Мы купили в киоске по куску белой пиццы в серой оберточной бумаге и сели на нагретые солнцем ступеньки собора Святого Андрея. Напротив разыгрывалась очаровательная сценка. К старушкам, рассевшимся на Пьяцца делла Репубблика, обращалась женщина, говорившая на превосходном итальянском со столь же превосходным австралийским акцентом. Это само по себе было достаточно очаровательно, но она еще катала взад-вперед перед сидящими детскую коляску, в которой сучил розовыми ножками младенец. Мелькали очень маленькие ножки в золотистых детских ботиночках. Женщина говорила:
— Я хочу только купить вина. И обувь. Муж зарисовывает Дуомо, и я не знаю, с кем мне оставить малышку, кроме как с вами. Ей семь месяцев, ее зовут Сабина. Она любит, когда ее берут на руки. И подпоет вам, если вы ей споете. Я вернусь через полчаса. Va bene? Хорошо?

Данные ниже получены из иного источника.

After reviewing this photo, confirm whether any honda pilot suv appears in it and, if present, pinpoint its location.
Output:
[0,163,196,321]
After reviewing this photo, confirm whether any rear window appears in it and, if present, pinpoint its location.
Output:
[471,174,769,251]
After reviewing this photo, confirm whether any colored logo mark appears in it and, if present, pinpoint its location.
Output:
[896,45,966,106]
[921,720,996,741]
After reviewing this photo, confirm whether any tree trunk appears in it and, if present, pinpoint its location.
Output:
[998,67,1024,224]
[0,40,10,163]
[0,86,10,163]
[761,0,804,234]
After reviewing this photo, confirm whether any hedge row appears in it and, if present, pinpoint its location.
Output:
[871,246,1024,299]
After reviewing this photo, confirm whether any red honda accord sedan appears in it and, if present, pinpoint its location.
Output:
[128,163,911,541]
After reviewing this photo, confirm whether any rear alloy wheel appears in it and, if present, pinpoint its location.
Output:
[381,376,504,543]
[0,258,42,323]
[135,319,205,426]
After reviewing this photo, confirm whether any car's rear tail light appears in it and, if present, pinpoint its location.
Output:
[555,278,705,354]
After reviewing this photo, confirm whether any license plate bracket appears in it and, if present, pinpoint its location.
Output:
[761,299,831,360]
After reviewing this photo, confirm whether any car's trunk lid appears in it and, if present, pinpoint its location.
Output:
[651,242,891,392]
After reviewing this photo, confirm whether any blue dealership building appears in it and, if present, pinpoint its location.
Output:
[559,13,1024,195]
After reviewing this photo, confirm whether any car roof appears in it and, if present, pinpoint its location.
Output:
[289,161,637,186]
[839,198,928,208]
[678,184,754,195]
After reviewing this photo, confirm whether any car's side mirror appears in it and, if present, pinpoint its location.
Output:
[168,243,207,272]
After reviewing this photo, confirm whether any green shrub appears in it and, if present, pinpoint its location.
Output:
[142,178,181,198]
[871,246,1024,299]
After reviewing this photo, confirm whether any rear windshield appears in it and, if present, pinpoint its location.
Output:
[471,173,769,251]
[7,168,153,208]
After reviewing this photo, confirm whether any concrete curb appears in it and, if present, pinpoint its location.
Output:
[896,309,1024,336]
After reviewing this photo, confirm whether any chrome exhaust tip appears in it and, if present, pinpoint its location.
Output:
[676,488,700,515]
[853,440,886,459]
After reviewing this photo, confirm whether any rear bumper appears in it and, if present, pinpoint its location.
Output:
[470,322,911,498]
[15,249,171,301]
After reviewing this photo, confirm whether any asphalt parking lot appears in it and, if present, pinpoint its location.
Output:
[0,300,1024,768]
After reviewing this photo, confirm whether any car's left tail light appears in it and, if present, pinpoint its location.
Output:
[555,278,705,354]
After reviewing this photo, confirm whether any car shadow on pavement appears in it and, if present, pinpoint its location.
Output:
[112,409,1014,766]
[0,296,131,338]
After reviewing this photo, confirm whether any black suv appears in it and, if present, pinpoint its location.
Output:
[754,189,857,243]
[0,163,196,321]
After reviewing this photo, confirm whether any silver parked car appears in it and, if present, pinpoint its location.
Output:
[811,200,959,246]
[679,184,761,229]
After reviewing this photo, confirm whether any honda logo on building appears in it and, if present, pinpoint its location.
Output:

— Va benissimo, — хором закудахтали старушки. И дружно запели. Как святую реликвию, передавали пухлую милашку с рук на руки, и каждая целовала младенческую ножку, локоток или складочку на бедре.
Под ласковую колыбельную старушек, которым весело подпевала Сабина, мы переглянулись и сказали друг другу: «Добро пожаловать домой!» И добавили, что с этих ступенек лучше всего начать новый день. Новую жизнь.
В этой церкви Иннокентий III благословил Четвертый крестовый поход, послав рыцарей творить убийство и насилие во имя Святой Римской церкви. По меркам Орвието это было совсем недавно, ведь под этими каменными ступенями скрывается фундамент этрусского храма, в котором завоеватели-римляне поселили свою труппу языческих богов. А поверх голов Юпитера и Аполлона, Дианы и Минервы средневековые христиане возвели здание в романском стиле, и их работа — с небольшими добавлениями времен Ренессанса — представляет нынешнее лицо церкви Святого Андрея. Смена цивилизаций явственно отпечаталась в Орвието, хотя самыми яркими остаются следы Средневековья.